I like that phrase ‘scripture fuelled courage’. When I am tempted by anxiety it is the fuelling of my spiritual life by the biblical promises of God that defend me, such as those in today’s Gospel or these other texts. ‘My peace I give unto you’ (John 14.27) ‘You keep him in perfect peace whose mind is stayed on you’ (Isaiah 26.3) ‘The peace of God which passes all understanding keep your heart and mind’ (Philippians 4.7). The point is that unless I knew these verses, and had memorised them, the Bible would have no power to help me. I would lack what Tom Wright calls ‘scripture fuelled courage’.
There is no word of God without power! The bible itself points to the power of Holy Spirit who inspired it and will inspire its readers. In particular the discipline of bible study helps us get into ourselves some of the key promises of God by the inspiration they give to heart and mind, an inspiration that evidences itself in our lives.
Fourthly if the Bible brings us the family history of God’s people, God’s provision for us in Jesus and his promises to fuel our courage it brings us hope for the future. It outlines to us God’s purpose. The bible contains God’s plan. It sets human history in the perspective revealed by Christ’s resurrection, his gathering of God’s people, building of the kingdom and promised return.
In his commentary on Matthew Chapter 13 Bishop Tom speaks on the importance of the bible in opening up God’s future to us and of the kingdom of God in Matthew’s Gospel:
Jesus is looking for people to sign on, people who are prepared to take his kingdom-movement forward in their own day. In telling us the old, old story the Bible invites us to sign up to having faith for the future. As its last book affirms the kingdom of the world (is to become) the kingdom of our God and of his Christ (Revelation 11:15)
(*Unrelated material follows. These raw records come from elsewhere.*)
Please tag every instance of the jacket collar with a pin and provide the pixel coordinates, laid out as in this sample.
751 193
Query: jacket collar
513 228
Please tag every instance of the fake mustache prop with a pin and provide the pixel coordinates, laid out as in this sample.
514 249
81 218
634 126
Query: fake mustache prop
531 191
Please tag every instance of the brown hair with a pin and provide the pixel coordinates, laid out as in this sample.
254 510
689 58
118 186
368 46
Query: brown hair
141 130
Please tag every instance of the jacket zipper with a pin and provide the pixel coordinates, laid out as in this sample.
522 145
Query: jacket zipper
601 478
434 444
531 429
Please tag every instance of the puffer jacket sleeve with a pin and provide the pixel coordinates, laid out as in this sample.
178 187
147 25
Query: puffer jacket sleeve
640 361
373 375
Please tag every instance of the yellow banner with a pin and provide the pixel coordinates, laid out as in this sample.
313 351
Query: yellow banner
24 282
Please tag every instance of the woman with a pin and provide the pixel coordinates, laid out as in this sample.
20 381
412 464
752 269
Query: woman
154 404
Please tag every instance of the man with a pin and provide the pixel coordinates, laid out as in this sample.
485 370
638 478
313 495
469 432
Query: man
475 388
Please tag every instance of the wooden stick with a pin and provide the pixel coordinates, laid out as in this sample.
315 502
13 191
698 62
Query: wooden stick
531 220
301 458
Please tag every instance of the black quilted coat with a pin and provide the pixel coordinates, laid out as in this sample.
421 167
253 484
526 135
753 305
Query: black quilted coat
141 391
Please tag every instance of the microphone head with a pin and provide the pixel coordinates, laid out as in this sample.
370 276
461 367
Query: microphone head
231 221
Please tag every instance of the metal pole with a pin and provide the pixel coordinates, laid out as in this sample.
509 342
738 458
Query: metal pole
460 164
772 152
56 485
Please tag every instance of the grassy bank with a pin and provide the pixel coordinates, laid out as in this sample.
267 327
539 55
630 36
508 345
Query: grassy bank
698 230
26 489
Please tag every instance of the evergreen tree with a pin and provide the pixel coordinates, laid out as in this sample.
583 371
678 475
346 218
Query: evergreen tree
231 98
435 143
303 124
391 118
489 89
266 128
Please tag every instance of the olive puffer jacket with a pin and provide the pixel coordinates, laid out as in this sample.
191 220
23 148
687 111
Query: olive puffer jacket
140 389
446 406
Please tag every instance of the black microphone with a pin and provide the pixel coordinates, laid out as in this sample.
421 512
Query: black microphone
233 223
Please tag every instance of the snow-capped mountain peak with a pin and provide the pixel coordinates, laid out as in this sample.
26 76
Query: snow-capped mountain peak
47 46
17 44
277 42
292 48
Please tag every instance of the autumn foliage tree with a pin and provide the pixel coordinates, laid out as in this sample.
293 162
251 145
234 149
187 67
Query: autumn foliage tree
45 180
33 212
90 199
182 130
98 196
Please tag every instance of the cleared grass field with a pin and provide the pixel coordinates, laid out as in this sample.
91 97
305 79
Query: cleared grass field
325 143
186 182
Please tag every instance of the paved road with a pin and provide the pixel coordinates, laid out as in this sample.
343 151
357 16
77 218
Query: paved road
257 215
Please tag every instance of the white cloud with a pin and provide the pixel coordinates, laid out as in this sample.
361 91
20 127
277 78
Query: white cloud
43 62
This is what we sign up to at every eucharist since this sacred meal anticipates the heavenly banquet. So too our pondering of the Word of God energises our thinking and acting. It builds our conviction that if this is the day the Lord has made so is tomorrow.
The Bible – a way into being God’s people, knowing his provision, his promises and his purpose for our lives and that of the cosmos. The Lord deepen our hunger for God’s Word as he makes us hungry now for the table of the eucharist.